In this international phase III study involving 234 sites in United States, Europe, Canada, Mexico, Australia and Puerto Rico, 702 HIV-infected patients failing their current antiretroviral regimen with drug-resistant viruses, were randomized to receive in a double-blind fashion either once-daily elvitegravir or twice daily raltegravir in combination with a boosted protease inhibitor and a third agent. The primary efficacy endpoint at week 48 demonstrated similar efficacy of the two regimens with a virologic response rate (plasma HIV viral load below 50 copies/ml) of 59 and 58% in the elvitegravir and raltegravir arms, respectively using an intent to treat analysis, with a treatment difference of 1.1% (95% CI : -6.2;8.2).
The safety of the two regimens was also similar with only 2-3% of patients in both arms discontinuing treatment because of adverse events. Finally, the emergence of integrase resistance among patients with virologic failure was only 27% and 21% in the elvitegravir and raltegravir arms, respectively.
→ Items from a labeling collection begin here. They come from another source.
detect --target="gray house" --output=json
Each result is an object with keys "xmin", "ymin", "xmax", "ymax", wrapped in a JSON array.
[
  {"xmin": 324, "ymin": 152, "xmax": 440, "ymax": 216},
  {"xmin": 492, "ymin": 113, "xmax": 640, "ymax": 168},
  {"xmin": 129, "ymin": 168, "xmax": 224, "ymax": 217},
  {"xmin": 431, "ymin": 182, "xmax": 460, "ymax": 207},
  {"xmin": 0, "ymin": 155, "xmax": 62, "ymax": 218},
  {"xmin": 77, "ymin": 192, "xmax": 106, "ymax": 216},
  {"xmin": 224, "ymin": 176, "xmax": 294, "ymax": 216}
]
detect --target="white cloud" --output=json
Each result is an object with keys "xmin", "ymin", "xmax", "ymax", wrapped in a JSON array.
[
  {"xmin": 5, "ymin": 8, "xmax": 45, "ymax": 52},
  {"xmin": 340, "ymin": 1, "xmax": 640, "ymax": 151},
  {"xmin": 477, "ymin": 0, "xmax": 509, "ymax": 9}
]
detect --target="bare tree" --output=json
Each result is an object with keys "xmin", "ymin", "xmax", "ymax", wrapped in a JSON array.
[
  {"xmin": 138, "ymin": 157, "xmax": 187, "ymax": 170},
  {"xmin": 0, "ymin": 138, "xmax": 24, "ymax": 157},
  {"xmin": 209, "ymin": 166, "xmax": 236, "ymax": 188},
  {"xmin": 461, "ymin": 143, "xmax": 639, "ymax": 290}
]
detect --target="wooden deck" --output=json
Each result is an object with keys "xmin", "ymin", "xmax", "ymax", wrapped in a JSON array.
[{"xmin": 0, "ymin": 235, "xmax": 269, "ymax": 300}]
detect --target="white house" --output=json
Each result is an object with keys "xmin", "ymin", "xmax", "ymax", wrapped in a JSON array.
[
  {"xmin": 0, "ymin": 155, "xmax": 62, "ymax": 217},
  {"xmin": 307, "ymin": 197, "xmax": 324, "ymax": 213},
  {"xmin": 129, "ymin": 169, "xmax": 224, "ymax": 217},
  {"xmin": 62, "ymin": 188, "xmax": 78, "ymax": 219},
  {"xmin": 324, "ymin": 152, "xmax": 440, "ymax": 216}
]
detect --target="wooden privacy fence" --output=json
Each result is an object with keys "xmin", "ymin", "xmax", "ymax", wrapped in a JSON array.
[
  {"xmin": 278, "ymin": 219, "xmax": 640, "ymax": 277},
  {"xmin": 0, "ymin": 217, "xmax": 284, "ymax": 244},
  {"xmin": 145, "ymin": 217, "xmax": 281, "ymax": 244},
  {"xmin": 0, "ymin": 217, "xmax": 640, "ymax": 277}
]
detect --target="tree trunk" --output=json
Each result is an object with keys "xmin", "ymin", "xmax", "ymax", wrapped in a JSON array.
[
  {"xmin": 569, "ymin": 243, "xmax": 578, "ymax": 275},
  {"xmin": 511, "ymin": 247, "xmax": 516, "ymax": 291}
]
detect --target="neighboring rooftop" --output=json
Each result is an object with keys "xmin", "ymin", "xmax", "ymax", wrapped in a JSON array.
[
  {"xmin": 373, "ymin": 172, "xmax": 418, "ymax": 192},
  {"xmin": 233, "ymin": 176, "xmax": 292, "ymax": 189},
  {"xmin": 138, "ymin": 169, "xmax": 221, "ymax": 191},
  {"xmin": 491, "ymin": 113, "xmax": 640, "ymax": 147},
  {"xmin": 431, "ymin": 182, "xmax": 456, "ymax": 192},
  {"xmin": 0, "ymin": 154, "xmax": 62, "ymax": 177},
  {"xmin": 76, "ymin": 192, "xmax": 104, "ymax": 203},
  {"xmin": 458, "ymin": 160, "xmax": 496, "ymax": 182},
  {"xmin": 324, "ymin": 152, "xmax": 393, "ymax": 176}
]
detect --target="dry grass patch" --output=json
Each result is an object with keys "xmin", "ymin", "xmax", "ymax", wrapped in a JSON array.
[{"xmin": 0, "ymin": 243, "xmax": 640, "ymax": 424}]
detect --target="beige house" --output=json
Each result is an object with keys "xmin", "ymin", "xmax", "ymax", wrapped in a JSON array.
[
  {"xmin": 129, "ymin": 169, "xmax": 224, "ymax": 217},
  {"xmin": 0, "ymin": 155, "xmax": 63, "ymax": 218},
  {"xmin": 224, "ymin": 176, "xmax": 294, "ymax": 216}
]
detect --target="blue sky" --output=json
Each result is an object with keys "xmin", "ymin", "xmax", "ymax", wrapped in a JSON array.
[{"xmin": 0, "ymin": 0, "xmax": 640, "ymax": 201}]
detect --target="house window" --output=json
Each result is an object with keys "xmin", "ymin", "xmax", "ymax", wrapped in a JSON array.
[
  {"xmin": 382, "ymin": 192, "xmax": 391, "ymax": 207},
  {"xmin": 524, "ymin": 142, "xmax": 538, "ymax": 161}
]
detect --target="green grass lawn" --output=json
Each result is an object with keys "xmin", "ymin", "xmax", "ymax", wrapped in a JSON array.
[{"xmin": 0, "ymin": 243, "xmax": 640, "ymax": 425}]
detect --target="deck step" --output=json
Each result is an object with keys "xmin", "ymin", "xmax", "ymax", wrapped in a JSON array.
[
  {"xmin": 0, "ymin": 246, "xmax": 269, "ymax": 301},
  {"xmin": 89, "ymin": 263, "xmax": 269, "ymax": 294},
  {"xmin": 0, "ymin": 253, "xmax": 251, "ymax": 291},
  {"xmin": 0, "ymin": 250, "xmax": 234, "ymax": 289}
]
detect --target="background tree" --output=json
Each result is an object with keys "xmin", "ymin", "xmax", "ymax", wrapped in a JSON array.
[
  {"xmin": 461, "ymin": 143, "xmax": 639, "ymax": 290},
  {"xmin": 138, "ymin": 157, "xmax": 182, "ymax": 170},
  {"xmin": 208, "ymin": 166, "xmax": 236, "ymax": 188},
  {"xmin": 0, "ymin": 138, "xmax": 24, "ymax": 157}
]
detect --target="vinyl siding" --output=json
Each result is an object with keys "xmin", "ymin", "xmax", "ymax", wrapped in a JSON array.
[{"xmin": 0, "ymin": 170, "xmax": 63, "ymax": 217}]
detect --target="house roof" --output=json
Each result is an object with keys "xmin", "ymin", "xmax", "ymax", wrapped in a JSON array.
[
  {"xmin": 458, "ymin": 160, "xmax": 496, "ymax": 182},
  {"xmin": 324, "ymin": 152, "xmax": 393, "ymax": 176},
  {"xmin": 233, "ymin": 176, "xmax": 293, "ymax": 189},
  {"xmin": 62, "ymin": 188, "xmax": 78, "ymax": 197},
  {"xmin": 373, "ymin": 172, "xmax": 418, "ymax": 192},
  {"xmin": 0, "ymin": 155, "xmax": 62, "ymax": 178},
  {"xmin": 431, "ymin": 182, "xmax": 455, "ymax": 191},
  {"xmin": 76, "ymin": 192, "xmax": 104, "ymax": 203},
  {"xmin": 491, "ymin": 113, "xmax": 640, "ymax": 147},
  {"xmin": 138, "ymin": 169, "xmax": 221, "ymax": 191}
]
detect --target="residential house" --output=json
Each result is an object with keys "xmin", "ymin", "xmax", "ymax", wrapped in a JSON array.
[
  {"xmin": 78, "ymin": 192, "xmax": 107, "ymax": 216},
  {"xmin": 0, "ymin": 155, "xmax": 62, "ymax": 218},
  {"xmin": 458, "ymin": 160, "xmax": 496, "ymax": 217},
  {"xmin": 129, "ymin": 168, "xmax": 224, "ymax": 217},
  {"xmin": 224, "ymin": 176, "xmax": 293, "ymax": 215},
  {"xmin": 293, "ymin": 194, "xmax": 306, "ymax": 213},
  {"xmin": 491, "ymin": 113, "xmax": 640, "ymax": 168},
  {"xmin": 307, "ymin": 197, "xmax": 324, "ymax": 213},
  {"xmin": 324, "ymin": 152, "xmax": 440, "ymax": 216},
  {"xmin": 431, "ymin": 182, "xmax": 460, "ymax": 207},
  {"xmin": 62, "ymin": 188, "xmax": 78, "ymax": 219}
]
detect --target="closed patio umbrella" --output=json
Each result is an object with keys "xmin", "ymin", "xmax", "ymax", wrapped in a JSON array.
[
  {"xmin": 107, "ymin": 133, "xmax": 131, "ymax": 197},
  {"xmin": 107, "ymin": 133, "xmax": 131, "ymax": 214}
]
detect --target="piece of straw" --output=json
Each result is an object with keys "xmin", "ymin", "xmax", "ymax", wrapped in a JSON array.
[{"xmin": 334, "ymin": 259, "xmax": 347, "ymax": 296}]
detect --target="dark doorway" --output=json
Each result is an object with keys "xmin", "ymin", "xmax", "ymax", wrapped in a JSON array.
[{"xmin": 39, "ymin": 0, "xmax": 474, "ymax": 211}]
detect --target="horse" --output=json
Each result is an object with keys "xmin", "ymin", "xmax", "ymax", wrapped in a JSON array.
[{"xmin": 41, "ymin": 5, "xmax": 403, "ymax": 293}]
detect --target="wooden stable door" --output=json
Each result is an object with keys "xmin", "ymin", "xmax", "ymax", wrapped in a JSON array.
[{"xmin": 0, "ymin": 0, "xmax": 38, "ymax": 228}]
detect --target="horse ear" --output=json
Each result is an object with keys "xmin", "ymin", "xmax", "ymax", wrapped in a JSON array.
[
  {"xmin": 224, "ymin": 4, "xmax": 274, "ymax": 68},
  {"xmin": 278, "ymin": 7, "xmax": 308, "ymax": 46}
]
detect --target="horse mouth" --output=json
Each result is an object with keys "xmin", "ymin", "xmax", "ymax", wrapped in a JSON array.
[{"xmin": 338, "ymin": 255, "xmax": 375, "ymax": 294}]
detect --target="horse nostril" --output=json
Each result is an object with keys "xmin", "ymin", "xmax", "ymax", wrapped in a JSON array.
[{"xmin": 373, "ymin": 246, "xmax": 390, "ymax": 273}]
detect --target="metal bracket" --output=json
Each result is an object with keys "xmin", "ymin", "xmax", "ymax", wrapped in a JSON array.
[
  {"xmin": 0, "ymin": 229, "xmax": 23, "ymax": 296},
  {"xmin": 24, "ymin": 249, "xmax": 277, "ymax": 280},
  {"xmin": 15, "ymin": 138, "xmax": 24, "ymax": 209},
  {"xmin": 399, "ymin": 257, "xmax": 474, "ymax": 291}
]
Overall, these results demonstrate the efficacy and safety of elvitegravir in combination with a ritonavir-boosted protease inhibitor for treatment-experienced patients, and position elvitegravir as an alternative once-daily integrase inhibitor.
"For many people, HIV treatment might just have got simpler," said Jean-Michel Molina, the study's principal investigator and Head of the Department of Infectious Diseases at the Hopital Saint Louis in Paris. "This study is good news for people living with HIV - pending FDA approval they will now have available a new antiretroviral drug that only needs to be taken once a day which in itself will also promote better adherence," concluded Molina.